Skinner once said “men think they shape the world,
but they are shaped by it.” However, when SVB can happen it will happen and this
not a matter of honesty.
“How the courtship signaling dynamic plays out and
where it is at any point in evolutionary time will depend on inevitable
asymmetries in the reproductive interests of males and females coupled to
constraints placed on signal production and perception by morphological and
neurological limitations.”
In conclusion to responding to this paper, I want to change the
author’s question “What do animals mean?” into “What do humans mean?”
Ultimately, if we learn anything from animals, it will be that we, like them,
have evolved to influence each other rather than to send, decode, store and
retrieve information.
Language is a recent event in evolutionary
history. This animal research provides the contrast we need to loosen up about
our verbal fixation, which obfuscates the fact that we are either influencing
each other in ways which are positive or negative. In NVB we
are negatively influencing each other, but in SVB we are positively influencing each other. What we say can only play a significant role in SVB, but in NVB it is
mainly about how we say it. Anyone familiar with the SVB/NVB distinction
agrees that in NVB, the speaker always threatens, forces, provokes, overwhelms,
intimidates, agitates, denies, rejects, frustrates, ignores, disrespects, abuses
and violates the listener.
The question
“What do animals mean?” is better than “What information do animals convey?” as it leads humans to the acknowledgement that they
are influencing each other with NVB or with SVB. This sets in motion a development in which we will be able to decrease our NVB and increase our SVB.

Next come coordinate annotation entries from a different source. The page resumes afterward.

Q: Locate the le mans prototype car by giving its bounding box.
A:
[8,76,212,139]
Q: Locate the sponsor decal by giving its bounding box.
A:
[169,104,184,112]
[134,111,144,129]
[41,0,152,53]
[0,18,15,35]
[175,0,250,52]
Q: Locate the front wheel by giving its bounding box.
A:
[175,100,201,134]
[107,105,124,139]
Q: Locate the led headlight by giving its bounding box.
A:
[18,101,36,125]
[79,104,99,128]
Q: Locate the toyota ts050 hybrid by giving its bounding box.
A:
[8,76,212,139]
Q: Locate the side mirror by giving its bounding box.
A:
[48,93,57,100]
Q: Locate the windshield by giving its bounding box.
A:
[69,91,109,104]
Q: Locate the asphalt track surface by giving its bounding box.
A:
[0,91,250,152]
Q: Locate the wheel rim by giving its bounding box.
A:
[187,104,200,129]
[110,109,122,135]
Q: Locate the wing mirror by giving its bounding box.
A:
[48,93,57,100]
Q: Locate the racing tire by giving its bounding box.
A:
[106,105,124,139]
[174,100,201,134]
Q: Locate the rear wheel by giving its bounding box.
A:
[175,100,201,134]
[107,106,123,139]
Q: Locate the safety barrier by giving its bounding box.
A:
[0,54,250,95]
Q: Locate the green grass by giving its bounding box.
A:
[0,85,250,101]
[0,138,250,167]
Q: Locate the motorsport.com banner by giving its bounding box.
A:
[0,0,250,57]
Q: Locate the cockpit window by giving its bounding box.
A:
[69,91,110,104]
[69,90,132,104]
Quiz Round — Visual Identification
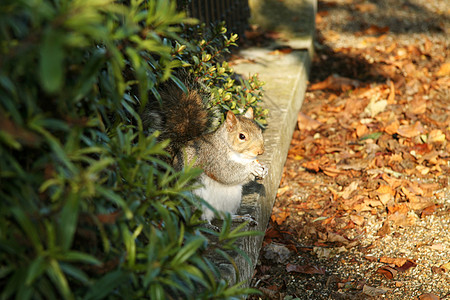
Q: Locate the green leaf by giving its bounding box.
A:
[171,237,205,266]
[39,29,64,93]
[60,251,101,265]
[84,270,128,300]
[25,256,48,285]
[58,192,80,250]
[47,259,74,300]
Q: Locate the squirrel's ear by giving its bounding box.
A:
[244,107,253,120]
[225,110,237,131]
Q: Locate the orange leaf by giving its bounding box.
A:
[297,112,322,131]
[384,120,400,135]
[436,62,450,76]
[309,75,360,92]
[419,293,440,300]
[397,122,425,138]
[286,264,325,275]
[387,80,395,104]
[377,266,398,279]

The sound of the speaker induces an appetitive or an aversive
experience in the listener. While we speak, we always influence the
listener (the listener within our own skin included) with an appetitive or an
aversive contingency. I agree with the author’s “emphasis on influence that
stays closer to the basic evolutionary principles in ascribing signalers and
perceivers distinct roles and potentially divergent interests in communication
processes.” NVB is ubiquitous because we have not yet looked
at our way of talking from an evolutionary perspective. We assumed all sorts of things about our human
interaction that distracted from what we do biologically: we are emotionally and
intellectually influenced by each other.
“The corollary is that we must also accept
that signaling phenomena will often entail asymmetries not generally observed
or modeled in formal systems like language.” With our sound we signal whether
we as speakers are feeling safe, supported or threatened. The speaker's anxiety,
anger, fear, stress or confusion is audible in his or her voice and this immediately affects the listeners. Whether we know it or not, our voice sets the tone for our conversations. I agree that “understanding animal
signaling is likely to be the key to working out the evolution of human
communication behavior as well.”
The authors conclude with “It
is also both teleological and circular in using constructs developed for one
recently evolved and possibly highly derived system of communication (language)

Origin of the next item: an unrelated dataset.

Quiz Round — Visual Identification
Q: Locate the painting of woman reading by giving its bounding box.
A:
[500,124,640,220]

to model processes involved in scores of other simpler and phylogenetically
older systems in other species.” NVB is
based on phylogenetically older systems such as fight and flight, but SVB is based on the more recently developed "highly derived system of language." In other words, NVB is not and cannot be scientific and only SVB can be scientific.
In NVB we are again and again putting the horse
behind the wagon. “That [informational] approach always gets the evolutionary
and the epistemological logic completely backwards.” Without knowing it the authors have also provided evidence for SVB and NVB in nonverbal organisms. “Instead,
and as in other areas of ethology and biological inquiry, it is by comparing
phenomena across a wide range of animal taxa that we discover the general
principles with which to understand the characteristics of any single one.”
It is 5:00am and the birds are singing. I
appreciate these ethologists for reinforcing our understanding of human
language. Interestingly, those who object to a behavioral account also object to an
evolutionary account. Their NVB prevents SVB, in which we have “more agreeable
and biologically realistic accounts of animal behavior.”